Un journaliste peut divulguer des informations privilégiées (des rumeurs sur des sociétés cotées en Bourse) dans un article qui sera publié prochainement à condition que cela soit nécessaire pour mener à bien son activité journalistique et que cela respecte le principe de proportionnalité.

Quelle balance trouver entre la liberté de la presse, les intérêts privés d’investisseurs et l’intégrité des marchés financiers ? Voilà la question posée par la Cour d’appel de Paris à la Cour de justice de l’Union européenne. Les juges de Luxembourg ont trouvé la réponse : la divulgation d’une information privilégiée par un journaliste n’est licite que lorsqu’elle est considérée comme nécessaire à l’exercice de sa profession et lorsqu’elle respecte le principe de proportionnalité. Si au titre de la liberté de la presse et de la liberté d’expression, la communication d’informations privilégiées à des fins journalistiques peut en effet être justifiée, elle sera dorénavant soumise à un contrôle de nécessité et de proportionnalité. Il faudra donc regarder l’effet potentiellement dissuasif de l’interdiction de ce type de divulgations sur l’exercice de l’activité journalistique - y compris sur les travaux d’investigation préparatoires - ainsi que le respect par le journaliste des règles et des codes régissant sa profession.

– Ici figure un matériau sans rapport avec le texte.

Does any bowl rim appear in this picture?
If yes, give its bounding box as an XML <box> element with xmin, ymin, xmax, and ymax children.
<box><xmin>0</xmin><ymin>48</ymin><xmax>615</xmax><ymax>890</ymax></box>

Cette décision intervient dans le cadre d’un recours en annulation porté devant la Cour d’appel de Paris contre une décision de l’Autorité française des marchés financiers (AMF). L’affaire concernait la publication par un journaliste de deux articles sur le site du Daily Mail relayant des rumeurs de dépôt d’offres publiques d’achat sur les titres de Hermès et de Maurel & Prom, dont les prix indiqués dans les articles étaient largement supérieurs aux cours des titres sur Euronext. Il était reproché au journaliste d’avoir fait part de la publication prochaine de ses articles à des résidents britanniques. En connaissance de ce fait, ces derniers ont pu passer des ordres d’achat sur les titres en question avant la publication de l’article et les revendre à la suite de celle-ci, laquelle avait fait augmenter la valeur des titres. Le journaliste a écopé d’une sanction pécuniaire de 40 000 euros infligée par l’AMF, qu’il a contestée devant la Cour d’appel de Paris. À elle, désormais, d’examiner si la divulgation de ces informations était bien nécessaire.